Container Gardening: Thinking Inside of the Box
Growing plants in containers can be quite a challenge for home gardeners. However, there are also rewards. Container gardening is ideal for people with a green thumb that have little or no garden space. Additionally, it is to water plants grown in containers rather than in the ground.
Many container gardeners like to grow their own vegetables. This saves on the time and expense it takes to transport vegetables from the farm to the store or a restaurant, hoping they stay fresh. By growing them yourself in a container, you control the harvest to your table, which takes mere seconds. And your veggies are guaranteed fresh, as they are right off the vine.
When you grow plants, flowers or vegetables in a container, you also get to control the temperature, unlike with traditional gardening. Temperature fluctuations are a thing of the past with container gardening.
Incorporating Companion Planning
Companion planting is a practical and effective way to control pests naturally. It rids specific plants that attract harmful pests to your garden. Furthermore, companion planting controls pests naturally without the use of chemical pesticides. Traditionally, companion planting requires planting vegetables in close proximity to other plants, and with a large enough container, you can do this at home.
When plants are in the ground they absorb the nutrients from the soil. However, some plants can get along very well and actually assist one another in absorption of nutrients from the soil. These are the plants that help each other receive nutrients from the soil so that the plant can thrive. Zucchini and cucumbers, for example, are two plants that are often planted with tomatoes. Pumpkins and squashes also make good companions.
While plants will stop thriving when one of their neighbors starts to grow, they will still be around to help keep the other plants in the garden alive. Choosing plants that will naturally repel pests or insects will help the plants in the garden survive.
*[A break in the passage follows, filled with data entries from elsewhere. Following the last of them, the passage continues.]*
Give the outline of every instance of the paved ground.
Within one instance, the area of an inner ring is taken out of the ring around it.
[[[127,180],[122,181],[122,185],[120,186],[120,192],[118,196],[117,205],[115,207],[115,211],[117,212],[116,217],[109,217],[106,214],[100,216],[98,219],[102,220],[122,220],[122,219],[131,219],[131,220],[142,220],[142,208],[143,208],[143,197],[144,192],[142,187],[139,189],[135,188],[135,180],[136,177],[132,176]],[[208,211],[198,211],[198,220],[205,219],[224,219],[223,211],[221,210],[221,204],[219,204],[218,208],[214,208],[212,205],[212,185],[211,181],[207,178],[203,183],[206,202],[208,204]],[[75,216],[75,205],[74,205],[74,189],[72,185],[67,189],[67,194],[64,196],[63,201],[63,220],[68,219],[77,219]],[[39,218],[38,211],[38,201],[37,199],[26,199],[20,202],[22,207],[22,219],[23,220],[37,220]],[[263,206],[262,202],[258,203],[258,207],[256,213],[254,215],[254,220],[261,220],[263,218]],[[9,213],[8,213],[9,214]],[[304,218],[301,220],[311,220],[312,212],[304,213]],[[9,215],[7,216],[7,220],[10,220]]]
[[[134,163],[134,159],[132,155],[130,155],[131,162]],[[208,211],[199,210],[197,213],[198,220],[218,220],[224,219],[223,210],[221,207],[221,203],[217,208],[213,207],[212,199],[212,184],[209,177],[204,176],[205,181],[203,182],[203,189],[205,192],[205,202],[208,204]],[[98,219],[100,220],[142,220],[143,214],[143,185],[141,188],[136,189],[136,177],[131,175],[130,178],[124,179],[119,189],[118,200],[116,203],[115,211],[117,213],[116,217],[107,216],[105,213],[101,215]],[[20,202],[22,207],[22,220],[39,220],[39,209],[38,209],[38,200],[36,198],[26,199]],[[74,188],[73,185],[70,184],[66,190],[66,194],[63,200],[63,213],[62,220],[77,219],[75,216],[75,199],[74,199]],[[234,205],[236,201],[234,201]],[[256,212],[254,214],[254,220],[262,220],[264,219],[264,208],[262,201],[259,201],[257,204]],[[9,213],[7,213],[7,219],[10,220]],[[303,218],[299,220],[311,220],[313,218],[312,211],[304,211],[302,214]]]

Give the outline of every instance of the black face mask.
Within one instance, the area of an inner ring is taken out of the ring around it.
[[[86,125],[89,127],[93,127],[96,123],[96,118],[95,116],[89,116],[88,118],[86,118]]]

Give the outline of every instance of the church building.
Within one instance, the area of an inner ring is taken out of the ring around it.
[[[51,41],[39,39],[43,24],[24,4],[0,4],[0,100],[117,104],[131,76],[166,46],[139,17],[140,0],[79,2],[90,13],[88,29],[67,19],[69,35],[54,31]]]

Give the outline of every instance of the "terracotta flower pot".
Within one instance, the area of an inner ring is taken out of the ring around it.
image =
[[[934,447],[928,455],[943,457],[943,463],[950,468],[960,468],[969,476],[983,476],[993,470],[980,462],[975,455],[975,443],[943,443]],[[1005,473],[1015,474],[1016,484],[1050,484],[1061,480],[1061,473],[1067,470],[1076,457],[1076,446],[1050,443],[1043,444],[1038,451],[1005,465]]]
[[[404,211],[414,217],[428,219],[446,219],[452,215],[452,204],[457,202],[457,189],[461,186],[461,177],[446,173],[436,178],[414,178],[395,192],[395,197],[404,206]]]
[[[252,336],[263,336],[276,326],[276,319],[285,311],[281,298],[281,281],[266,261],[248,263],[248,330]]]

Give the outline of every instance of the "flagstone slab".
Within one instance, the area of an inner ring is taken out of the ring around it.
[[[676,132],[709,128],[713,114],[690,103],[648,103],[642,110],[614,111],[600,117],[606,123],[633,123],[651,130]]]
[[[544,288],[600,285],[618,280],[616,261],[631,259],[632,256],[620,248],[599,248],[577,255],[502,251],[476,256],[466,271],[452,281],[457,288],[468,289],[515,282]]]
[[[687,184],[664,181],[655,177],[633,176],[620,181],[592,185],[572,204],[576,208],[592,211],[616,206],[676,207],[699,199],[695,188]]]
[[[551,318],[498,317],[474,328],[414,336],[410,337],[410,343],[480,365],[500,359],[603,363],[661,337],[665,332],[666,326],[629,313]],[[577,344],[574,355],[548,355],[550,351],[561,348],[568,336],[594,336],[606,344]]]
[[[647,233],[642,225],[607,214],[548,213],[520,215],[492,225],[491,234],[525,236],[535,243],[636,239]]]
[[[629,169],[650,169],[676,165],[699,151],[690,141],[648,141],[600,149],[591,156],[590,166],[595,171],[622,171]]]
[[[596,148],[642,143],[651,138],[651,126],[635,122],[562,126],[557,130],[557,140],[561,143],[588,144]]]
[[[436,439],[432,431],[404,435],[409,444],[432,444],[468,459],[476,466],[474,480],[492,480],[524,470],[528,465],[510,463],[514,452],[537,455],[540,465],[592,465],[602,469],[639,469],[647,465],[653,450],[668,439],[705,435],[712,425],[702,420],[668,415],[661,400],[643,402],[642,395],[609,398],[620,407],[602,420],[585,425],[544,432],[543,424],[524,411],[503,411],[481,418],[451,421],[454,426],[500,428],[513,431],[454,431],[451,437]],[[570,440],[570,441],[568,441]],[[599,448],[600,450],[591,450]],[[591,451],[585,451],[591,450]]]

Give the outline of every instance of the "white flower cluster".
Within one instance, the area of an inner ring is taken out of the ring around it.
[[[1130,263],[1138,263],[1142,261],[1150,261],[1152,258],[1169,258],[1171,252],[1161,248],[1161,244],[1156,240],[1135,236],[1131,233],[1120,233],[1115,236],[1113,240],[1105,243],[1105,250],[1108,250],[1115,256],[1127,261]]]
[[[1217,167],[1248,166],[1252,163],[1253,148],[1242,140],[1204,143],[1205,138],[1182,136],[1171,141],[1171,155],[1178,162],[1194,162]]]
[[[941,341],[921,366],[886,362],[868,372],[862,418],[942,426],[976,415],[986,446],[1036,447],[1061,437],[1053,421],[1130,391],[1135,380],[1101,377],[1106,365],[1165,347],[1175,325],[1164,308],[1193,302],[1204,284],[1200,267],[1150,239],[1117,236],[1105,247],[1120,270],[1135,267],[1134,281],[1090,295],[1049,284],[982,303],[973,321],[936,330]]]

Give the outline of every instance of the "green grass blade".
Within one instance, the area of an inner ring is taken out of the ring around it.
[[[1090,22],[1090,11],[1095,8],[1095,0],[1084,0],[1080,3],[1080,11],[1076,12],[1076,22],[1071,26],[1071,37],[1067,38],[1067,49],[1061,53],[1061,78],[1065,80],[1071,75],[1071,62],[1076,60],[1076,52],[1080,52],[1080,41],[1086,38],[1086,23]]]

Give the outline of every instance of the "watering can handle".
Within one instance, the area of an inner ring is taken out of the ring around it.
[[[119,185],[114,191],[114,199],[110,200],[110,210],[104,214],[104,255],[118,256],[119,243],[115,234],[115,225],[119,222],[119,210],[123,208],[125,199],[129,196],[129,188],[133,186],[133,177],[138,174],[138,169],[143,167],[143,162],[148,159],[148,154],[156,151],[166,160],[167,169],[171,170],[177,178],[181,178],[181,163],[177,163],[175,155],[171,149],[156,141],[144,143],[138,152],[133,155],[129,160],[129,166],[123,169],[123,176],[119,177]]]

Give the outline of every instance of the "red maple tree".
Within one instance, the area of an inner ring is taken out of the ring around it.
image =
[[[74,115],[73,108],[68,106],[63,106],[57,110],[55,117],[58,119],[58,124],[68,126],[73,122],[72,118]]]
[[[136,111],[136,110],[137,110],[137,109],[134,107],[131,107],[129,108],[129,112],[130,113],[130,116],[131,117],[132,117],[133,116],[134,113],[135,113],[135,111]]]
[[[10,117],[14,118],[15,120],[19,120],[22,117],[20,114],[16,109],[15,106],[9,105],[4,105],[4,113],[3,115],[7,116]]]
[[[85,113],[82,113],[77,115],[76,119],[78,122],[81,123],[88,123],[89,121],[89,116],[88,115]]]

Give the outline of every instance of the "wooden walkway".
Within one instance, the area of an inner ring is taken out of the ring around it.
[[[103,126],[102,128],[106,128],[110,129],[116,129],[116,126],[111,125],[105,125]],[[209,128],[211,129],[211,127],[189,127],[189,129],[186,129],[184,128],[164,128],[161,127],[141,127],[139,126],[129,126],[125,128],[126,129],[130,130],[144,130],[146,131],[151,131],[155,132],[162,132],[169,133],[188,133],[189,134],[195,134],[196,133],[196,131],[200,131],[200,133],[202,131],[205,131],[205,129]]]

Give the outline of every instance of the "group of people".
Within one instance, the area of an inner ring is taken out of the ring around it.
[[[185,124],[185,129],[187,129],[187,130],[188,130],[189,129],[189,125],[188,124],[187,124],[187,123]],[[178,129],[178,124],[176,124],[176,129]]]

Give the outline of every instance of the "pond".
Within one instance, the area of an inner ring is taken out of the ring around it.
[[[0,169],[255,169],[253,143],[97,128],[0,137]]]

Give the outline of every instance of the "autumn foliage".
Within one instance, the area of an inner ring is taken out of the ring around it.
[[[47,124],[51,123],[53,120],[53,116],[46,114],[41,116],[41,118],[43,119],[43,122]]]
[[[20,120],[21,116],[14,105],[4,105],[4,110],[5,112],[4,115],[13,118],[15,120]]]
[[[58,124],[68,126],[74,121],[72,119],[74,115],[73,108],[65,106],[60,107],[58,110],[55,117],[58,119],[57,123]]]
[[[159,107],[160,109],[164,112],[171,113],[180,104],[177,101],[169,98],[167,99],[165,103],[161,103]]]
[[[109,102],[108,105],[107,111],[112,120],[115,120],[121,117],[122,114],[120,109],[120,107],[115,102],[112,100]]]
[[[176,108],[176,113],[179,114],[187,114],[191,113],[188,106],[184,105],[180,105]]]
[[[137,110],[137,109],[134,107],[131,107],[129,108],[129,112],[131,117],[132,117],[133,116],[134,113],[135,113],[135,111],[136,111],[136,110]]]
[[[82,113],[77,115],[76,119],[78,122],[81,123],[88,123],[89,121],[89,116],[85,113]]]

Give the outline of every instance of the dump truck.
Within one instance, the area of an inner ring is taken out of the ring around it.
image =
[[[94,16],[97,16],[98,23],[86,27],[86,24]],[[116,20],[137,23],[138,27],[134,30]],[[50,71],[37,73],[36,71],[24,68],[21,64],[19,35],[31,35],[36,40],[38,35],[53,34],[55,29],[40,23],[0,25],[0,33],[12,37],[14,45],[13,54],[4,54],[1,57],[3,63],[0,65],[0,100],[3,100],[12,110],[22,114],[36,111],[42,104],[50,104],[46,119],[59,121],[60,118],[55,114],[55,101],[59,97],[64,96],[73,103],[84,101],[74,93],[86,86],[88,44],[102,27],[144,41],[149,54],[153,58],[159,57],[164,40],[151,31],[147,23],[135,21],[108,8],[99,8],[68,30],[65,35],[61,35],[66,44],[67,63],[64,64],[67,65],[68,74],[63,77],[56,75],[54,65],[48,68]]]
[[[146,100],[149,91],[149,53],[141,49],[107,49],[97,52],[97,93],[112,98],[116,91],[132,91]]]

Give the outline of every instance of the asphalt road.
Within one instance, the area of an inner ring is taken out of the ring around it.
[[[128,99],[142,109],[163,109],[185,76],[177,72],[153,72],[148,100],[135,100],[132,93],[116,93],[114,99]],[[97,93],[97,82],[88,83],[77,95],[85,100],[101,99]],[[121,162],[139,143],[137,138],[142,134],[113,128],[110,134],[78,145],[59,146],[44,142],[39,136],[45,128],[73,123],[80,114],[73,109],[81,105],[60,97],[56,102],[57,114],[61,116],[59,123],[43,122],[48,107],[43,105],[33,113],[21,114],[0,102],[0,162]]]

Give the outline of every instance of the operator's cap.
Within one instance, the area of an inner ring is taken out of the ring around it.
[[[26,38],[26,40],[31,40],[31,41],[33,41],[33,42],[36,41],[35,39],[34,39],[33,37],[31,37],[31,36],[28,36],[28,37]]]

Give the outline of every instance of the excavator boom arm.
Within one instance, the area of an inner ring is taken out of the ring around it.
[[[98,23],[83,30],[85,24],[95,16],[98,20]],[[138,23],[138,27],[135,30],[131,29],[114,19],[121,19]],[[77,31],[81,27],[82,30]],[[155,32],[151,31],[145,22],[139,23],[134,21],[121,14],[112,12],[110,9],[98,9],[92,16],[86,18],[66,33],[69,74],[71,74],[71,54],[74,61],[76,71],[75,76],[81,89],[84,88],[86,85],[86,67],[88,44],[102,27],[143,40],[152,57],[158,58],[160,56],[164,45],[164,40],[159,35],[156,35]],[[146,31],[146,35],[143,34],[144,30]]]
One of the most important things to consider with companion planting is height. Some plants can be raised high enough to keep out certain pests. Rosemary, for instance, is a plant that is often used for pest control. You should limit the height of the plants you choose to ensure that all the plants have room to grow.
Fostering Fruit Trees
Planting in containers is also a great way to grow fruit trees. Large containers provide great shelter and also act as containers for the fruit. However, you need to choose the right soil, so do your research.
Furthermore, small fruit trees in containers can be moved around to take advantage of different sun and shade patterns on a patio, deck or courtyard. Keep in mind that potted fruit trees typically bear less fruit than garden trees, but their fruit is generally ready for harvest earlier.
By container gardening, you will have more control over the growing process than you would with traditional gardening. By choosing the right container and soil, and utilizing companion planting, you will be growing in no time.